Scrape URL
Scrape a webpage and convert it to clean, LLM-ready markdown or other formats. Handles JavaScript rendering, extracts main content, and returns structured data with metadata. Ideal for: content extraction, RAG data collection, web research, article summarization, data aggregation.
Catalog action Integrations
Scrape a webpage and convert it to clean, LLM-ready markdown or other formats. Handles JavaScript rendering, extracts main content, and returns structured data with metadata.
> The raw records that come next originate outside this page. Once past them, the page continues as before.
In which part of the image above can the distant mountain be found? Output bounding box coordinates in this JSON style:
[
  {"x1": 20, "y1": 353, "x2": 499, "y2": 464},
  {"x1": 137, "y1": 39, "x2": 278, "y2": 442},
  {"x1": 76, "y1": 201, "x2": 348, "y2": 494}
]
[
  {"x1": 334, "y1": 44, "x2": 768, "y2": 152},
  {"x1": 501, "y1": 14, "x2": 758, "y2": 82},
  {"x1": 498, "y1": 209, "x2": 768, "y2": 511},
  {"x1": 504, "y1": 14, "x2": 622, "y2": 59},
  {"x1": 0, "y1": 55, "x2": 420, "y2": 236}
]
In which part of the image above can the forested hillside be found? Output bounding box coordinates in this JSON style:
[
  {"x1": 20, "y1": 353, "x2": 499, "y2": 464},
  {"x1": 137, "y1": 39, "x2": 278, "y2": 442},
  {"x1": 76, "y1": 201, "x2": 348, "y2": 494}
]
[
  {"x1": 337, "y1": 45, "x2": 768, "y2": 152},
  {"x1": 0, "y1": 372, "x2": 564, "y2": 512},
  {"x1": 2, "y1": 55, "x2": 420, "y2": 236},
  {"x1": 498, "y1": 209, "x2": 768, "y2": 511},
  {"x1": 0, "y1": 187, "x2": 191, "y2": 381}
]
Ideal for: content extraction, RAG data collection, web research, article summarization, data aggregation.
At a Glance
| Field | Value |
|---|---|
| Action ID | firecrawl-scrape-url |
| Category | Integrations |
| Connector | Not required |
| Requires gas | No |
| Funds movement | None declared |
| Tags | firecrawl, scrape, web, content, markdown, extraction, read |
Payload Schema
| Field | Type | Required | Description |
|---|---|---|---|
url | string | Yes | The URL to scrape. Must be a valid HTTP/HTTPS URL. |
formats | array | No | Output formats to return. Options: 'markdown' (clean text), 'html' (processed HTML), 'rawHtml' (original HTML), 'links' (extracted URLs), 'screenshot' (page image), 'json' (structured data), 'summary' (AI summary), 'images' (image URLs). Default: ['markdown'] |
onlyMainContent | boolean | No | Extract only the main content, excluding headers, navigation, and footers. Default: true |
waitFor | number | No | Time in milliseconds to wait for JavaScript to render before scraping. Useful for dynamic sites. Range: 0-30000. Deprecated: use actions instead. |
actions | array | No | Page actions to perform before scraping. Use for JavaScript-heavy sites that need interaction before content is visible. |
timeout | number | No | Request timeout in milliseconds. Default: 30000 (30 seconds). Max: 300000 (5 minutes). |
Result Schema
| Field | Type | Required | Description |
|---|---|---|---|
success | boolean | Yes | Whether the scrape request was successful |
data | object | Yes | - |
Examples
json{ "type": "firecrawl-scrape-url", "payload": { "url": "https://example.com/webhook" }, "children": []}
bashcurl -X POST "https://api.b3os.org/v1/actions/firecrawl-scrape-url/test" \ -H "Authorization: Bearer YOUR_API_KEY" \ -H "Content-Type: application/json" \ -d '{ "inputs": { "url": "https://example.com/webhook" }}'
Payload fields can use workflow expressions such as {{$trigger.body.amount}}, {{$nodes.fetch.result.price}}, and {{$props.asset}} when the value should come from a trigger, prior node, or reusable workflow prop.